C’est l’essence de l’humanité qui sombre avec les migrants

Le Seamen’s club accueille à Sète une exposition photo sur les sauvetages en mer réalisés par SOS Méditerranée. Patrick Bar, l’un des photographes embarqués sur l’Aquarius, témoigne du calvaire des migrants.

lMarseille, Bordeaux, la Bretagne, Montpellier, Sète… Partout en France, des citoyens se fédèrent pour soutenir l’action de SOS Méditerranée.

Au théâtre Molière le 19 mai, à Sète, Philippe Torreton et Yvon Tranchant ont ainsi offert une tribune à l’association. Il en sera de même dans de nombreux festivals cet été (Jazz à Sète, Voix Vives, Fiesta Sète) au cours desquels les groupes de Thau et Montpellier uniront leurs forces pour témoigner de la crise humanitaire qui se joue en Méditerranée centrale. A noter que la Brasserie Le Dôme, située 2 avenue Clemenceau à Montpellier, accueille elle aussi une exposition photos sur SOS Méd jusqu’au 12 juin.

Ils donnent à voir l’intolérable. Les photographes et journalistes qui embarquent à bord de l’Aquarius, le navire de l’association européenne SOS Méditerranée, ne reviennent pas indemnes des missions de sauvetage menées depuis deux ans au large de la Libye. Patrick Bar, présent lundi soir au vernissage de l’exposition dévoilée au Seamen’s club de Sète témoigne : « Au départ, on arrive comme photographe et petit à petit, on devient marin, sauveteur. On intègre une équipe. Des gens exceptionnels. Dans le feu de l’action, on pose l’appareil pour prendre un enfant ou aider une femme à monter. Médecins sans frontières nous forme pour ça.»

Les missions de six semaines en mer, les sauvetages qui durent parfois 15 heures « et en arrivant sur l’Aquarius il faut préparer à manger pour 1000 personnes et assurer ensuite une veille médicale». Ce sont des conditions extrêmes que dépeint le photographe, déjà parti à la fin des années 80 avec Médecins du Monde pour secourir les Boat-people vietnamiens en Mer de Chine. « A l’exception des techniques de sauvetage, rien n’a changé, confie-t-il. Les réfugiés, qui ne savent toujours pas nager, sont juste plus nombreux* aujourd’hui – le danger est donc amplifié – et il y a des enfants seuls.»

L’après aussi est différent. « Les Vietnamiens, dotés de visas, étaient envoyés dans un camp aux Philippines, d’où ils pouvaient rejoindre d’autres pays, notamment la France et les USA.» C’est plus compliqué pour les migrants actuels venus de différents pays d’Afrique. «Pris en charge par des ONG, ils sont enregistrés en Italie et la plupart deviennent demandeurs d’asile, avec à la clef le droit de circuler dans l’espace Schengen», précise Jean-Pierre-Lacan, membre du comité sétois de soutien à SOS Méditerranée. Autorisés à circuler… Mais pour aller où et comment, sans argent, sans travail, sans adresse. La plupart des pays refusent d’accepter les migrants et l’Italie a atteint un seuil critique.

La mer ou la mort

« Et il y a l’avant », ajoute Hélène Scheffer, présidente du Seamen’s club. En effet la plupart des migrants qui fuient la guerre, le chômage, la misère ont souvent mis plusieurs années à atteindre la Libye en espérant y trouver un travail. Là ils tombent dans les griffes de réseaux mafieux, sont emprisonnés, exploités, violés, torturés. « Incapables de refaire le chemin à l’envers, ils n’ont plus qu’une alternative : la mort ou la mer. » « Plus de 50 000 personnes ont ainsi péri en Méditerranée depuis les années 2000 et encore ce sont juste les corps retrouvés », alerte Erwan Follezou.

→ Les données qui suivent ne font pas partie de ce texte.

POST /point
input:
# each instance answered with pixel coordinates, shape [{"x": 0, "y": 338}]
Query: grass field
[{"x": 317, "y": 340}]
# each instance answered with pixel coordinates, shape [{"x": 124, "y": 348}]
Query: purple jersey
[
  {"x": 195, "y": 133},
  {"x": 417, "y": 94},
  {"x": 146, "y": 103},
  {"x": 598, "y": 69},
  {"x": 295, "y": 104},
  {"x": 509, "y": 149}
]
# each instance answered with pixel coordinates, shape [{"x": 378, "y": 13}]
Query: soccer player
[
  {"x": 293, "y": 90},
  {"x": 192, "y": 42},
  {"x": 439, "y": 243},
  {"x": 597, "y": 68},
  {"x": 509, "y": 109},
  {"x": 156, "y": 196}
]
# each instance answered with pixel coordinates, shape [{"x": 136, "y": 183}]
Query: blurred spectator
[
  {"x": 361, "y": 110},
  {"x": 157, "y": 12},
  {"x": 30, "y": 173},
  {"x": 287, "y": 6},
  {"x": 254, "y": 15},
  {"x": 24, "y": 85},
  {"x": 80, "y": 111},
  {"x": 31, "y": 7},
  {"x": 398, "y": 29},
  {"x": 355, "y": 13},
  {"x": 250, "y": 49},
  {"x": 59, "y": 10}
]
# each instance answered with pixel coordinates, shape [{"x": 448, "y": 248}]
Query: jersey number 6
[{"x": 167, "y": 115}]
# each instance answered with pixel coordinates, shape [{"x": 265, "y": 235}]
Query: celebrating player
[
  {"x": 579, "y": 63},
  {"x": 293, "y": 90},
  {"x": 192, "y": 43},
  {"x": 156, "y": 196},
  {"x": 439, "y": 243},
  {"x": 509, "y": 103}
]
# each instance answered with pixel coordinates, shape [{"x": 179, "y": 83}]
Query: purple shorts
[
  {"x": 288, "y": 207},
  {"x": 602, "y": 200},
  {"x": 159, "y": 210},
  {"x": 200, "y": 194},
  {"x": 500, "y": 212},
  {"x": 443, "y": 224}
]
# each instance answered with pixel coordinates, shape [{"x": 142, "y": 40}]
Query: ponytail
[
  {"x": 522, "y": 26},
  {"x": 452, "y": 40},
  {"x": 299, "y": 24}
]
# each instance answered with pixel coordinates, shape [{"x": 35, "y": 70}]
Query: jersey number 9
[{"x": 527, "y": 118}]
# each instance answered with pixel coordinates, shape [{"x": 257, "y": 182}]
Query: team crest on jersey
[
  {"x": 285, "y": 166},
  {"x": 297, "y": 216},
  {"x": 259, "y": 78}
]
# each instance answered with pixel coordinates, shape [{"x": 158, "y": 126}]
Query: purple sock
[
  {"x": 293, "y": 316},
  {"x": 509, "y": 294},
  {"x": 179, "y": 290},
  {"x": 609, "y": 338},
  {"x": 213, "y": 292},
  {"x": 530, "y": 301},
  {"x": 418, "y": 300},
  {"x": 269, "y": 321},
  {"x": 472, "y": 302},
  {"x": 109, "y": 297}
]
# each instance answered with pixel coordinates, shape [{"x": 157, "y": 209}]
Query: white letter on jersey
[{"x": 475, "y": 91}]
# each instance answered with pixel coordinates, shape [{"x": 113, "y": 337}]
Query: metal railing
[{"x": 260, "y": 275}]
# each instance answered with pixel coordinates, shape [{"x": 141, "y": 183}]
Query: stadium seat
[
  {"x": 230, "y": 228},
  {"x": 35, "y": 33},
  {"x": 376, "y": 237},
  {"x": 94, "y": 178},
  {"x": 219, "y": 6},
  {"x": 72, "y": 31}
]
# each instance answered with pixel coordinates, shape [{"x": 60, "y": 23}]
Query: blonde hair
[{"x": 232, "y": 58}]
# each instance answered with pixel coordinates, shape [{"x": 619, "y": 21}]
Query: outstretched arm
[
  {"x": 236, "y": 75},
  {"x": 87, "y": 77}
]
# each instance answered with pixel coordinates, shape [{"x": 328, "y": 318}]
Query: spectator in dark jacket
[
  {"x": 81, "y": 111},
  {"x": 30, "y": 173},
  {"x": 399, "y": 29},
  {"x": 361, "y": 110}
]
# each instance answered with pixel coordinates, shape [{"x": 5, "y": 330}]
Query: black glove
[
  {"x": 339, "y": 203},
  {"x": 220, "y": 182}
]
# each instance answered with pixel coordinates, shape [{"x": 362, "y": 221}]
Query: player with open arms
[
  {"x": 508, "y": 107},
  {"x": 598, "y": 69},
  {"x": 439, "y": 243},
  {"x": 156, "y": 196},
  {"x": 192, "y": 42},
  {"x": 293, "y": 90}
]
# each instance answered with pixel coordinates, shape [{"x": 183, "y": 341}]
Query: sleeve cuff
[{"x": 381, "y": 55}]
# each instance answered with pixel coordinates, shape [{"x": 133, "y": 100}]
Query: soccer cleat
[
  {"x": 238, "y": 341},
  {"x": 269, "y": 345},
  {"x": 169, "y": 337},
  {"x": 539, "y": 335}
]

Déplorant le retrait progressif des moyens de sauvetage mis en oeuvre par les Etats, l’absence de points de passage sécurisés «Gibraltar, la Turquie…, tous les accès sont fermés» et l’inertie du G7, le pilote sétois relate : « faute de navires de secours, nous sommes parfois obligés de détourner des cargos. Mais les manoeuvres sont risquées.» «C’est très compliqué de faire du sauvetage dans ces conditions, confirme Bruno Garcia, marin sétois. Si on s’y prend mal, on peut noyer les gens.»

Sans l’engagement et le courage des bénévoles de SOS Méd (marins, médecins, infirmiers, photographes, journalistes), et sans la générosité des donateurs particuliers qui financent à 90% les missions de l’Aquarius (11000 euros par jour), le bilan, terrible, pourrait être encore beaucoup plus lourd. Comme si l’essence même de l’Humanité faisait naufrage.

* Prévu pour accueillir 250 personnes, l’Aquarius est amené à en recevoir plus de 1000 parfois.